We can see the means for alcohol and volatile_acidity are different for low-quality and high-quality wines. We can also see some skewed distributions, but we won’t be making any transformations since the focus of our analysis is really what impact reducing the feature space has on model performance.

We check for correlations between the predictors and the response variable, as well as any predictor-predictor correlations. In the interest of ignoring clutter, only correlations greater than 0.1 (in absolute value) are displayed.

plot_corr_range <- function(df, mn=0.1, mx=1.0, excl=c(NA)){
    palette <- brewer.pal(n = 7, name = "BrBG")[c(1, 4, 7)]
    tit = sprintf("Correlations Between %s and %s (Absolute Value)", mn, mx)
    r <- model.matrix(~0+., data = df) |>
        cor() |>
        round(digits=2)
    is.na(r) <- abs(r) > mx
    is.na(r) <- abs(r) < mn
    if (!is.na(excl)){
        r <- as.data.frame(r) |>
            select(-all_of(excl)) |>
            filter(!rownames(r) %in% excl)
    }
    p <- r |>
        ggcorrplot(show.diag = FALSE, type = "lower", lab = TRUE,
                   lab_size = 3, tl.cex = 10, tl.srt = 90,
                   colors = palette, outline.color = "white") +
        labs(title = tit) +
        theme(plot.title.position = "plot")
    p
}
excl <- c("qualityLow")
p3 <- plot_corr_range(df = wine_qual_df, excl = excl)
p3

We see that alcohol has the largest positive correlation with high-quality wines, and volatile_acidity has the largest negative correlation with high-quality wines. To a lesser degree, fixed_acidity, citric_acid, and sulphates are also positively correlated with high-quality wines, and chlorides, total_sulfur_dioxide, and density are also negatively correlated with high-quality wines.
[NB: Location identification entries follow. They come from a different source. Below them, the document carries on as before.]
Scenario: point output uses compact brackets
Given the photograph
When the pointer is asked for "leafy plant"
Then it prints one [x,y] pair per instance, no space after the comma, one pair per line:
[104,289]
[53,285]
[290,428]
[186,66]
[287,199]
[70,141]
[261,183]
We also see high correlations between some of our predictors:

fixed_acidity and citric_acid | density | ph
total_sulfur_dioxide and free_sulfur_dioxide

Note that we won’t be eliminating any predictors from consideration for the same reason we aren’t doing any transformations: we are more interested in seeing what effects reducing the feature space from all the original features to just principal components has than anything else.

Data Preparation

We split the data into train and test sets.

set.seed(1006)
sample <- sample(nrow(wine_qual_df),
                 round(nrow(wine_qual_df) * 0.7),
                 replace = FALSE)
train_df <- wine_qual_df[sample, ]
test_df <- wine_qual_df[-sample, ]

We confirm the class distributions are similar in the original, train, and test sets.
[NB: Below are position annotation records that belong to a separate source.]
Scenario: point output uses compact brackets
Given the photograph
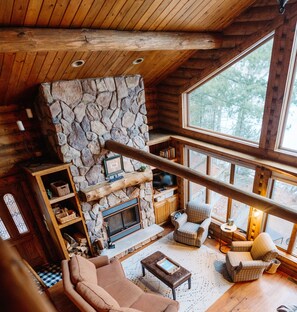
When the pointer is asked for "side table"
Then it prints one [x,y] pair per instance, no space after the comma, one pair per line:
[226,229]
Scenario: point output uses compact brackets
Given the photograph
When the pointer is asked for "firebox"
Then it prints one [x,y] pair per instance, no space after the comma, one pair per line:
[122,219]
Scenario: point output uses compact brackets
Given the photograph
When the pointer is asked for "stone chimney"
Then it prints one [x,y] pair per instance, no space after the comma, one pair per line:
[78,116]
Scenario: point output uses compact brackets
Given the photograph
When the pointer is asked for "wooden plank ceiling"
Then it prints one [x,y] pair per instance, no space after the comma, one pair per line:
[21,72]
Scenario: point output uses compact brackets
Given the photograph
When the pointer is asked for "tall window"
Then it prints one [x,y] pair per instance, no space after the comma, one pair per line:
[288,139]
[281,230]
[220,170]
[232,103]
[223,207]
[244,180]
[15,213]
[197,161]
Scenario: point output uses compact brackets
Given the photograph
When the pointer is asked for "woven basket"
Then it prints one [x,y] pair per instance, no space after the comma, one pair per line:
[64,217]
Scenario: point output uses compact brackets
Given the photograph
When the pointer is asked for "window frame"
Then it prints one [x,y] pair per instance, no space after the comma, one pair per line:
[292,240]
[291,76]
[233,164]
[185,97]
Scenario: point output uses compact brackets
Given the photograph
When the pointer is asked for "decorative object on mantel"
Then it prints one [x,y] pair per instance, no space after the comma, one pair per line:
[100,190]
[113,168]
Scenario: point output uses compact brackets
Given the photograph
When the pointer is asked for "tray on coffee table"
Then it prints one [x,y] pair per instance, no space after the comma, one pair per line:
[172,280]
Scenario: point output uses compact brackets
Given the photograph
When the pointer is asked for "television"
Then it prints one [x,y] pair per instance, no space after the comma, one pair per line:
[113,166]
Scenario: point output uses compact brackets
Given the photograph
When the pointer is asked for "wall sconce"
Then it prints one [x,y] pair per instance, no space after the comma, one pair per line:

dist1 <- as.data.frame(round(prop.table(table(select(wine_qual_df, quality))), 2))
colnames(dist1) <- c("Quality", "Original Freq")
dist2 <- as.data.frame(round(prop.table(table(select(train_df, quality))), 2))
colnames(dist2) <- c("Quality", "Train Freq")
dist3 <- as.data.frame(round(prop.table(table(select(test_df, quality))), 2))
colnames(dist3) <- c("Quality", "Test Freq")
class_dist <- dist1 |>
    left_join(dist2, by = join_by(Quality)) |>
    left_join(dist3, by = join_by(Quality))
kable(class_dist, format = "simple")

Quality	Original Freq	Train Freq	Test Freq
Low	0.47	0.47	0.45
High	0.53	0.53	0.55

The class distributions are all pretty similar.

Model Building

We build our first set of models: a Random Forest model and a Support Vector Machine model using all the original features.

Random Forest Model (Original Features)

A summary of the relative importance of the original features to the Random Forest model we have trained is below.

fn <- "rf_orig.rds"
if (!file.exists(fn)){
    rf_orig <- train(quality ~ ., data = train_df, metric = "Accuracy",
                     method = "rf", trControl = trainControl(method = "none"),
                     tuneGrid = expand.grid(.mtry = 3))
    saveRDS(rf_orig, fn)
}else{
    rf_orig <- readRDS(fn)
}
rf_orig_imp <- varImp(rf_orig, scale = TRUE)
rf_orig_imp <- rf_orig_imp$importance |>
    rownames_to_column()
cols <- c("Predictor", "Importance")
colnames(rf_orig_imp) <- cols
rf_orig_imp <- rf_orig_imp |>
    arrange(desc(Importance))
kable(rf_orig_imp, format = "simple")

Predictor	Importance
alcohol	100.000000
sulphates	55.744989
volatile_acidity	49.290579
total_sulfur_dioxide	39.393053
density	28.842431
fixed_acidity	19.203067
chlorides	17.144795
ph	12.119840
citric_acid	7.937798
free_sulfur_dioxide	2.027924
residual_sugar	0.000000

Unsurprisingly, the Random Forest model estimates alcohol to be the most important feature for predicting the response variable. We deduced that from our correlation plot. The relative importance estimate for `residual_sugar`` is 0, indicating it was not used in any of the trees.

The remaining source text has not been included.